I will not tell you the name of the bar because the coffee was horrible. That’s surprise numero uno. I mean, you can almost always get a good coffee in Italy. Sometimes you get a “just ok” coffee. But a tiny cup of bitter sludge you almost never come across. I wondered how the place could stay in business.
In any case, while this guy, whose name by the way is Stingaciu Alexandru, is like one of those Indian snake charmers with his clarinet. Soon a guy comes round the corner with dancing shoes on. No kidding, he dances. By himself. Then, along comes a big guy, a guy who dwarfs him. You can see the dwarfage in the bad picture up there I think. I took it with my iPod. It is not a Hasselblad.
Then He starts dancing. I mean, when have you seen such a thing in the US? Men do not do that. Women! Oh, my yes. But men? A pair of them? Not a chance. (I mean, you might see that in San Francisco, but they’d be dancing with each other. These guys were dancing with no one in particular. Ok, so the dancing is a sort of rhythmic if not spastic shuffling. But still.)
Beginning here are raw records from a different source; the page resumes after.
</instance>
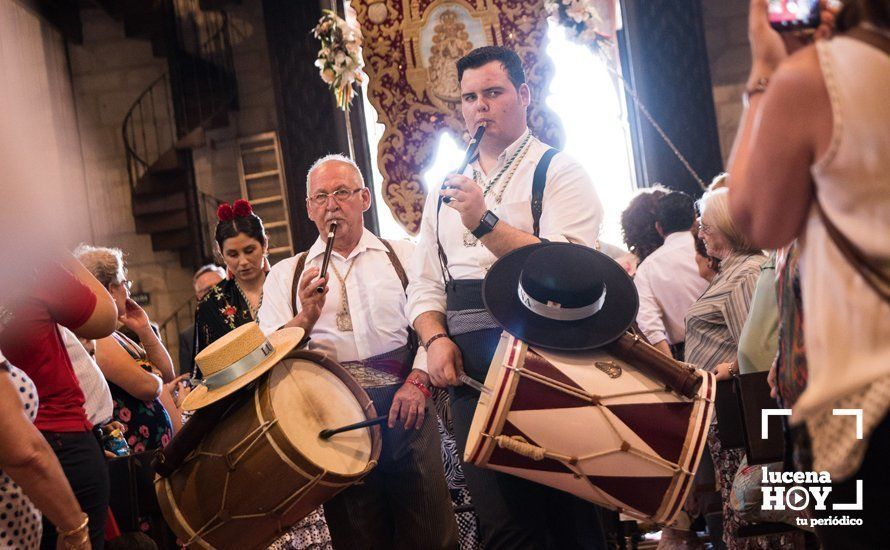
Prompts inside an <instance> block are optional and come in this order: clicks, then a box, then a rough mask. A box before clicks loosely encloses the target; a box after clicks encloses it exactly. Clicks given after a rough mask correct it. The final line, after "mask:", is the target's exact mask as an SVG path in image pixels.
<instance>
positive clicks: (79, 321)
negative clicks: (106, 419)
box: [0, 262, 96, 432]
mask: <svg viewBox="0 0 890 550" xmlns="http://www.w3.org/2000/svg"><path fill="white" fill-rule="evenodd" d="M10 302H11V303H12V304H13V305H12V307H11V308H10V310H11V312H12V319H11V320H10V322H9V323H8V324H7V326H6V329H5V330H3V331H2V332H0V350H2V351H3V355H5V356H6V359H7V360H8V361H9V362H10V363H12V364H13V365H15V366H16V367H18V368H20V369H22V370H23V371H25V373H26V374H27V375H28V376H29V377H30V378H31V380H32V381H33V382H34V385H35V386H36V387H37V394H38V395H39V396H40V409H39V410H38V411H37V419H36V420H35V421H34V424H35V425H36V426H37V429H39V430H41V431H44V432H84V431H89V430H90V429H91V428H92V425H91V424H90V422H89V421H88V420H87V416H86V411H85V410H84V407H83V405H84V396H83V392H82V391H81V390H80V384H79V383H78V381H77V377H76V376H75V374H74V368H73V367H72V366H71V359H70V358H69V357H68V352H67V351H66V350H65V343H64V342H63V341H62V335H61V334H60V333H59V329H58V327H57V326H56V325H57V324H59V325H62V326H64V327H67V328H68V329H70V330H72V331H73V330H76V329H77V328H79V327H80V326H81V325H83V324H84V323H85V322H87V320H89V318H90V316H91V315H92V314H93V310H94V309H95V308H96V296H95V295H94V294H93V292H92V291H91V290H90V289H89V288H88V287H87V286H86V285H85V284H83V283H82V282H80V281H79V280H78V279H77V278H76V277H75V276H74V275H73V274H72V273H71V272H70V271H68V270H67V269H65V268H64V267H62V266H61V265H60V264H58V263H55V262H51V263H47V264H44V265H42V266H41V267H40V268H39V269H37V270H35V276H34V279H33V286H32V287H31V289H30V290H29V292H27V294H26V295H24V296H21V297H14V298H13V299H12V300H11V301H10Z"/></svg>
Then the big guy starts singing. He is less proud of his singing than his dancing. (Suprise!) He is crooning away but you can hardly tell. The guy next to him might have heard him better because he heads into the bar.
He orders a “cafe correto”. That’s (usually) a shot of espresso and a few drops of liquor. He asks for Sambuca. Ah, my fave. She pours. And pours. The cup is full. He drinks it. From afar and with the wind blowing in the opposite direction he smells like a fennel distillery.
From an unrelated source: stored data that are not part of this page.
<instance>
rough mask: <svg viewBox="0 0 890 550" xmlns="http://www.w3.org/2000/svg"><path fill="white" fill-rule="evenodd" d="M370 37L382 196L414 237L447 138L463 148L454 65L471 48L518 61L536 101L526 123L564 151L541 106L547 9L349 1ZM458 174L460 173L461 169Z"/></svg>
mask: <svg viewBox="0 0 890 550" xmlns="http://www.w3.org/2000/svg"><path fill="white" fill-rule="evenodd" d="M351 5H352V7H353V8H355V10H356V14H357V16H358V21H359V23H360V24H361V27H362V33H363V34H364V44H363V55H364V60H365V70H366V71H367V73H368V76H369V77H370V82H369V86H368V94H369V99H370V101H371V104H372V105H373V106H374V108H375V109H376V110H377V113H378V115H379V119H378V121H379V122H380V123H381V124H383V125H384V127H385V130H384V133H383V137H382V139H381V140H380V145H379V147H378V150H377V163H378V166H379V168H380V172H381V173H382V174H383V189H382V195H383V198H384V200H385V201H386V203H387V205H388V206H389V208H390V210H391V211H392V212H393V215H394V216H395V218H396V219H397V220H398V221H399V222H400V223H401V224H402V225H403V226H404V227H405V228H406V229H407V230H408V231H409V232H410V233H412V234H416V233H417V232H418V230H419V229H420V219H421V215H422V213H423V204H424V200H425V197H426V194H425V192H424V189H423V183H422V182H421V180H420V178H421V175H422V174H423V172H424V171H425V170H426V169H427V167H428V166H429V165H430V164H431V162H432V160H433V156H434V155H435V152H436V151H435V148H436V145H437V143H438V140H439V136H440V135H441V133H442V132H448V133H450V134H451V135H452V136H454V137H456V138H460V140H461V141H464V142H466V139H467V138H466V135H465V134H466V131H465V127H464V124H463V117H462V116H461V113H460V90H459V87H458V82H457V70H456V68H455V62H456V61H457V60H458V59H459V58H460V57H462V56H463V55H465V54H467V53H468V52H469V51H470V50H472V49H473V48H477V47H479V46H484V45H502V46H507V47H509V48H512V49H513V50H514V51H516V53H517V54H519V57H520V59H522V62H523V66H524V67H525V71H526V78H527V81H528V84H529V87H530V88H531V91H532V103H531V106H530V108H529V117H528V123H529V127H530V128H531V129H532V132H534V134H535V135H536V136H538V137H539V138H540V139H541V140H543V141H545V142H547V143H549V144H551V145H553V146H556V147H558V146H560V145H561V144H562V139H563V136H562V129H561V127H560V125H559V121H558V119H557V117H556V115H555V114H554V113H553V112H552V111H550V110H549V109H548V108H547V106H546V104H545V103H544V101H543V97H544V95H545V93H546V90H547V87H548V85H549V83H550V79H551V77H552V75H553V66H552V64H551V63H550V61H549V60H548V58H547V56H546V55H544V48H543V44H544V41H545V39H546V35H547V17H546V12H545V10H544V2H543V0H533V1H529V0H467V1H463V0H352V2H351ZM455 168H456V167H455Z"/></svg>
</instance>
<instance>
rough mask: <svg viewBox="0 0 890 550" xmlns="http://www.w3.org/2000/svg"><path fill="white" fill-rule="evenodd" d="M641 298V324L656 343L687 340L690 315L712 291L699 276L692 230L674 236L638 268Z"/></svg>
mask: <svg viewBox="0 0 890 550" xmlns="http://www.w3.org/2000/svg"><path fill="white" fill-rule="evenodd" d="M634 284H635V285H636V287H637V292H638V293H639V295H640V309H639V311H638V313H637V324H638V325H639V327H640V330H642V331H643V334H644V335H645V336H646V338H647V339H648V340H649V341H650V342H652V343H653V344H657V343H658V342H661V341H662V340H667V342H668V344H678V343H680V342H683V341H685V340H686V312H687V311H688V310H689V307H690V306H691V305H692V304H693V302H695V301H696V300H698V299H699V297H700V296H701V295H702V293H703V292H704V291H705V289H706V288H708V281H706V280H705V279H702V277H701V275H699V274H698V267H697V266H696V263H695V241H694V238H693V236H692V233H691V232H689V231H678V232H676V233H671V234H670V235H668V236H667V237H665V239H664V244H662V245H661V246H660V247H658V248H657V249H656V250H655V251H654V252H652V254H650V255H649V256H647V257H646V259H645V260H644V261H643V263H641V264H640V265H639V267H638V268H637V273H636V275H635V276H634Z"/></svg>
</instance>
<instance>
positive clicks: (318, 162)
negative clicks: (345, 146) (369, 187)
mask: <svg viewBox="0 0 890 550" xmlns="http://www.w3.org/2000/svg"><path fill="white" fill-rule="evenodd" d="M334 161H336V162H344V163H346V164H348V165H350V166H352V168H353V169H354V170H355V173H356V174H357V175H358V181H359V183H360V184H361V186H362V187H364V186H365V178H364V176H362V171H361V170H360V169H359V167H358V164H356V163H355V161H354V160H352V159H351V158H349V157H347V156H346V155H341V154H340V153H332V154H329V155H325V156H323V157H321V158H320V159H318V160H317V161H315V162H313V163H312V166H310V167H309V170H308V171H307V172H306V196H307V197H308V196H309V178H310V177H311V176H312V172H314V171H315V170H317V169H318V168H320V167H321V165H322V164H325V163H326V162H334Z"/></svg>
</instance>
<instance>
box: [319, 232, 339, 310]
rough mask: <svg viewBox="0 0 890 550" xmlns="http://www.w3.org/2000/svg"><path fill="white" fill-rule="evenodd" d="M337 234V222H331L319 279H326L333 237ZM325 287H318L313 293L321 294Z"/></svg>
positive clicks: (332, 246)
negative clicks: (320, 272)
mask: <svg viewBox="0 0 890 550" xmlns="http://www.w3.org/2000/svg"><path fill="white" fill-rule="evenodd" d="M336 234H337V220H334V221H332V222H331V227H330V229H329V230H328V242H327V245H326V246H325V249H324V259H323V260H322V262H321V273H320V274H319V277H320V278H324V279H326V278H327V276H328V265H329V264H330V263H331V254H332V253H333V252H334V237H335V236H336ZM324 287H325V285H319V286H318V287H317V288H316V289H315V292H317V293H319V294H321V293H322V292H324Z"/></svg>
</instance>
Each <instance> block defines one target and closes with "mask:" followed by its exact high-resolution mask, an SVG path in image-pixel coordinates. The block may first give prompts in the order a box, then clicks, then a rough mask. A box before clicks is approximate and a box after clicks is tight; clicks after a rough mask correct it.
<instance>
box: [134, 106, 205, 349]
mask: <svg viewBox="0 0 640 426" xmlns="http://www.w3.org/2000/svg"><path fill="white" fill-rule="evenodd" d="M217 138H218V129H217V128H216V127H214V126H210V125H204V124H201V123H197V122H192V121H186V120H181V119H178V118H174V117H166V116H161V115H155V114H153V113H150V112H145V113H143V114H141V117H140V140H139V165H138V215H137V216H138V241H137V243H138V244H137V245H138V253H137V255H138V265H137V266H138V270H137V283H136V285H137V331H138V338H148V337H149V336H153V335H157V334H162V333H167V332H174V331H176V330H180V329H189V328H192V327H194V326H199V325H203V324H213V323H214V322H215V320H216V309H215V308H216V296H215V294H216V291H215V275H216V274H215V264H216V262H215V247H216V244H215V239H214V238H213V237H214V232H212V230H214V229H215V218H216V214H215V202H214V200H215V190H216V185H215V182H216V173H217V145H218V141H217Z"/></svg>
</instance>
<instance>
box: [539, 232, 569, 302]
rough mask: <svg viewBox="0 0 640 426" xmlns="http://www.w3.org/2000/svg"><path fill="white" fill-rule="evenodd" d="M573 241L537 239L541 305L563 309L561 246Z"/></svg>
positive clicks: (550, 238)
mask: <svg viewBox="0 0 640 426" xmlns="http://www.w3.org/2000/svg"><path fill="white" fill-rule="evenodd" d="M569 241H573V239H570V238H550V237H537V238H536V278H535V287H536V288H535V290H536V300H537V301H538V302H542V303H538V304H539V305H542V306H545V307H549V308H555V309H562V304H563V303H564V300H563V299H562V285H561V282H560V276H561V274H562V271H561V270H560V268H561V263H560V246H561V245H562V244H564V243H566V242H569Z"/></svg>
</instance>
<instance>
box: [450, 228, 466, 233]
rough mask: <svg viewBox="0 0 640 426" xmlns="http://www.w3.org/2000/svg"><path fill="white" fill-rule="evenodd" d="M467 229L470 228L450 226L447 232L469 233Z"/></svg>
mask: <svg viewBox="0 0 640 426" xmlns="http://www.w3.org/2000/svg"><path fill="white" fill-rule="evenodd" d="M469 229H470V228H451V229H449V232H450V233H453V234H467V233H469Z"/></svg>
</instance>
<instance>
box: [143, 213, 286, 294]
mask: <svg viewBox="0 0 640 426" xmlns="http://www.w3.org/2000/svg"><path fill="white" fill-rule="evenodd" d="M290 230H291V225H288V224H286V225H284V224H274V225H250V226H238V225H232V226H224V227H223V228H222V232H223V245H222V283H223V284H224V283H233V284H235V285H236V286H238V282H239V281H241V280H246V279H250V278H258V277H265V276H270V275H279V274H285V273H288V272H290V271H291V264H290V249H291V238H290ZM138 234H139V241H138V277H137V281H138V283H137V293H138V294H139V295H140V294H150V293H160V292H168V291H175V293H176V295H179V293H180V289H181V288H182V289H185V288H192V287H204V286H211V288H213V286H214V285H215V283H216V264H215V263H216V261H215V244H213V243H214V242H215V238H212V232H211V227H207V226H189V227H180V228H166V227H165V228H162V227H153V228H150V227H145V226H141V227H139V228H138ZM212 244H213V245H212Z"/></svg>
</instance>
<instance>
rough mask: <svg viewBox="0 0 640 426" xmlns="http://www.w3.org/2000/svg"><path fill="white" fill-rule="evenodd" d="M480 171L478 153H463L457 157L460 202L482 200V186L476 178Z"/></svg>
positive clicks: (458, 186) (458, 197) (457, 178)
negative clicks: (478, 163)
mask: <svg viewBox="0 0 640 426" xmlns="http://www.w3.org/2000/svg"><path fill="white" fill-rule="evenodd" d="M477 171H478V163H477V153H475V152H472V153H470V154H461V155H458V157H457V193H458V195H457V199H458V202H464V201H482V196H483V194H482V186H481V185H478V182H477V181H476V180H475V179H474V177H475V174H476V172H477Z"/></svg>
And now you know the secret of getting a good coffee at a bad coffee bar.
But Stingaciu Alexandru is quite something with his clarinet. He interacts with babies in carriages without skipping a beat. Benny Goodman, eat your heart out; you could be on a street in Italy surrounded by a couple of old guys shuffling to and fro, one who is three sheets to the wind on account of the coffee and the other who thinks he is Dean Martin—if only you were alive.
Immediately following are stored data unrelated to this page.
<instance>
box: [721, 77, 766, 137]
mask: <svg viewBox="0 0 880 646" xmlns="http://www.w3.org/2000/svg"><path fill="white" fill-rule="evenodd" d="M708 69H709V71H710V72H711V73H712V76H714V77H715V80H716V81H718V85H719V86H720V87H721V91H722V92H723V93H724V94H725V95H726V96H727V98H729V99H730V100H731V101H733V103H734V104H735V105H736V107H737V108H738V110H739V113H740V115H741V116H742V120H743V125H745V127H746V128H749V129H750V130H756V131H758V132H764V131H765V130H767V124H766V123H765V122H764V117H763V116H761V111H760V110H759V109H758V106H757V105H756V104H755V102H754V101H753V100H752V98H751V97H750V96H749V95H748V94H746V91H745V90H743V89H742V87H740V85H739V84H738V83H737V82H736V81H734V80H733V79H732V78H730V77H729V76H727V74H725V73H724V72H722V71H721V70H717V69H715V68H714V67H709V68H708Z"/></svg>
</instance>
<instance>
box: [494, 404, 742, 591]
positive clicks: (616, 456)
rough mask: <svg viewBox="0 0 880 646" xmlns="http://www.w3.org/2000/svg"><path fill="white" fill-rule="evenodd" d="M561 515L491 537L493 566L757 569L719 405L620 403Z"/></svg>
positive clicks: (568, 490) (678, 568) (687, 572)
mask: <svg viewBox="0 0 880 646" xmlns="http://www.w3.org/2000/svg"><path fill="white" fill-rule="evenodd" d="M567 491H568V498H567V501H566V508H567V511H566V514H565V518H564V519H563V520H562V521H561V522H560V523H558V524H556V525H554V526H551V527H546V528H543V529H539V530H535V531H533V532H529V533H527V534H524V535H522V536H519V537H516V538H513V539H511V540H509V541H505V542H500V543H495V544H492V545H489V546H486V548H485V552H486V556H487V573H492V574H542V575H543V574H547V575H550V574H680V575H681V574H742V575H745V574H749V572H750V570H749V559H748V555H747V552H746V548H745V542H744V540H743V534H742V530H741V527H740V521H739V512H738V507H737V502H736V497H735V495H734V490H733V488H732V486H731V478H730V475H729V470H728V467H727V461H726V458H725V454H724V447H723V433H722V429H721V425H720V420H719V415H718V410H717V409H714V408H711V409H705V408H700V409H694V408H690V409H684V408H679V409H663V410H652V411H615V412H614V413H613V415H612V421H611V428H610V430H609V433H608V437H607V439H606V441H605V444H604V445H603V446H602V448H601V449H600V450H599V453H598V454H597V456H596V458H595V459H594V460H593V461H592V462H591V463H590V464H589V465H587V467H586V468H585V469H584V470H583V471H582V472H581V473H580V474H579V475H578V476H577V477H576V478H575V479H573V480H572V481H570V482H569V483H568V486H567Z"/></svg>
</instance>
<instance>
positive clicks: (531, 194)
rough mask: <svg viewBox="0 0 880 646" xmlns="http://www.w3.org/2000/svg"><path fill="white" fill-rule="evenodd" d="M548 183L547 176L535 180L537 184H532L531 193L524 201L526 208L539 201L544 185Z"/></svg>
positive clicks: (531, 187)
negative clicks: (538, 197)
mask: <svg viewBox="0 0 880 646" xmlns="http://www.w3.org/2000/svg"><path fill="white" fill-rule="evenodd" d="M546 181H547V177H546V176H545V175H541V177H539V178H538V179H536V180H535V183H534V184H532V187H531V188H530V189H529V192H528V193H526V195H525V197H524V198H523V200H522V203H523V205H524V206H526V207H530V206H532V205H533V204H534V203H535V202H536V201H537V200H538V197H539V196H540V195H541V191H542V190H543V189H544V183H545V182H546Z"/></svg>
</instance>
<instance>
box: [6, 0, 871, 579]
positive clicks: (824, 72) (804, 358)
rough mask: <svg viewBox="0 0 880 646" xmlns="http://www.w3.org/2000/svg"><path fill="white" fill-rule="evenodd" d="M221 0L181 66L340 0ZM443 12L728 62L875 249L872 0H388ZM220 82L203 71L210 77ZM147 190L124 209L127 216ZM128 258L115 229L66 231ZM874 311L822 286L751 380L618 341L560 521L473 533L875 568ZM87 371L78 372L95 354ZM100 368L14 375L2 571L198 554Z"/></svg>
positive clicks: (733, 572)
But in the end there is sadness. No women throw themselves at this dynamic duo. No one claps when the music stops. Even the babies seem oblivious to the man with the horn.
So we buy his CD. It cost 10 Euros. We are listening to it now. Nice.
■ 21 April 2013 by James Martin
We had seen the village stretched out under the mountains, the sun playing on its rooftops. Idyllic, you might think to say.
So, we decided to take a detour from the tourist “must sees” in the Abruzzo’s Gran Sasso to visit this little stretched-out village in the Province of L’Aquila. Tired from the zig-zag drive, we parked the car in the shade of the little trees that lined the town square, across from an old man taking in the sun from his doorway.
“Not many come anymore.” he said, his Italian words heavily influenced by the local dialect. Our eyes met. I nodded but I said nothing.
We found a sign pointed to the centro storico and headed through the gate. Eeriness was everywhere. Each arch was propped by what we’d come to see everywhere in the province, wooden skeletons designed to keep it all from falling down manufactured by the Vigili del Fuoco. VVF. The fire watchers. “VVF Roma”, “VVF Bergamo”. They came from all over to prop up the villages of the Abruzzo.
From the earthquake. Four years past.
Rocks from house walls studded the little walkways. Stairs led nowhere. There was an eerie silence. We were glad when we had a chance to exit the dead city.
“Oh, you can’t go there.” he said, staring into my eyes for a few seconds. “Oh, then you’ve seen it,” he said, realizing we’d breached the forbidden boundary.
“What a terrible thing. Four years! A ghost town!”
He shakes his head, then turns the conversation to Boston. “Crazy, bombing like that! They found a man! Crazy doing things like that!”
It was as if he was looking for a way to neutralize the event by sharing another. It was a crazy thing the earth was doing. It was a crazy thing we were doing to the earth; to each other.
There was nothing more to say.
This is the view that brought us to Castelvecchio Calvisio. Scenes from “The American” were set there. The historic center is almost oval, like a teaspoon. There is no one there now.